OTTAWA—Last week was the best of times and the worst of times when it comes to moving the needle on equality.

Symbols matter when it comes to diversity. That is why the face of Viola Desmond on Canada’s new $10 note is much more than simply an image on plastic.

It underscores Desmond’s groundbreaking battle for inclusion, as a black woman who had the audacity to sit in the whites-only section at the cinema.

For her troubles, Desmond was convicted of a tax violation based on the price difference in the seat she purchased and where she sat at the Roseland Theatre in New Glasgow, N.S., in 1946.

Desmond became the first person to be pardoned posthumously for the conviction but it took the government 64 years to get around to it.

The launch of the new $10 bill makes her the first Canadian non-regal woman to appear alone on Canadian currency.

The Famous Five, and Quebec suffragette Therese Casgrain were the first non-monarch women to appear as a group, in a $50 series that was launched in 2001.

Emily Murphy, Irene Parlby, Nellie McClung, Louise McKinney, and Henrietta Moore Edwards were responsible for securing the right for women to sit alongside men in the Senate.

The Canadian Supreme Court turned down their initial application but the Famous Five ultimately got justice by appealing successfully to the British Privy Council.

That ruling back in 1929 became known as the Person’s Case and cleared the way for women to serve in the Red Chamber.

The $50 commemorative bill remained in circulation for a decade but the women’s images were replaced by an icebreaker during the government of Stephen Harper in 2012.

The announcement of another female face on our currency is long overdue.

The Desmond decision came on the heels of another symbolic gesture that egregiously turned back the clock.

The Progressive Conservative Party of Ontario convention moved forward with a process to endorse a resolution that labelled gender identity as “a highly controversial, unscientific ‘liberal ideology.’”

The proposal by former provincial leadership candidate Tanya Granic Allen calls for the termination of gender theory education in Ontario schools.

Premier Doug Ford and his cabinet were quick to distance themselves from the move, saying they will not implement the proposal.

But Granic Allen plans to pursue her resolution at the party’s policy convention a year from now and claims that she is “just following Doug’s lead on the issue.”

When Ford was running for the Tory leadership, he promised to remove gender theory teaching from the curriculum. In return, Granic Allen’s socially conservative backers moved to Ford when she was knocked off the ballot early.

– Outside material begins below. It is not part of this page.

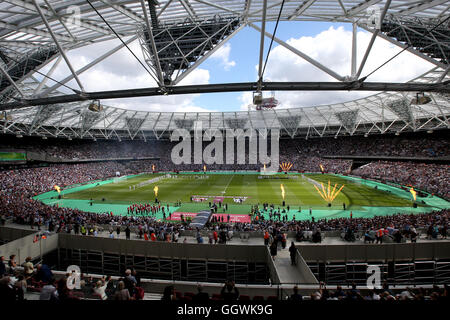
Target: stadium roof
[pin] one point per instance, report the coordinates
(35, 33)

Now the chickens are coming home to roost. Ford may distance himself from Granic Allen but the majority of members in the party he leads are happy to send the message that transgender identity does not exist.

The victims in this narrative are the transgendered people still struggling for equality in society.

The majority of trans youth are alienated from their families. Some of them end up on the street. Two-thirds of transgendered adolescents report that they have self-harmed in the last year.

The sex education curriculum that explores their issues is simply an attempt to create a platform for learning and understanding.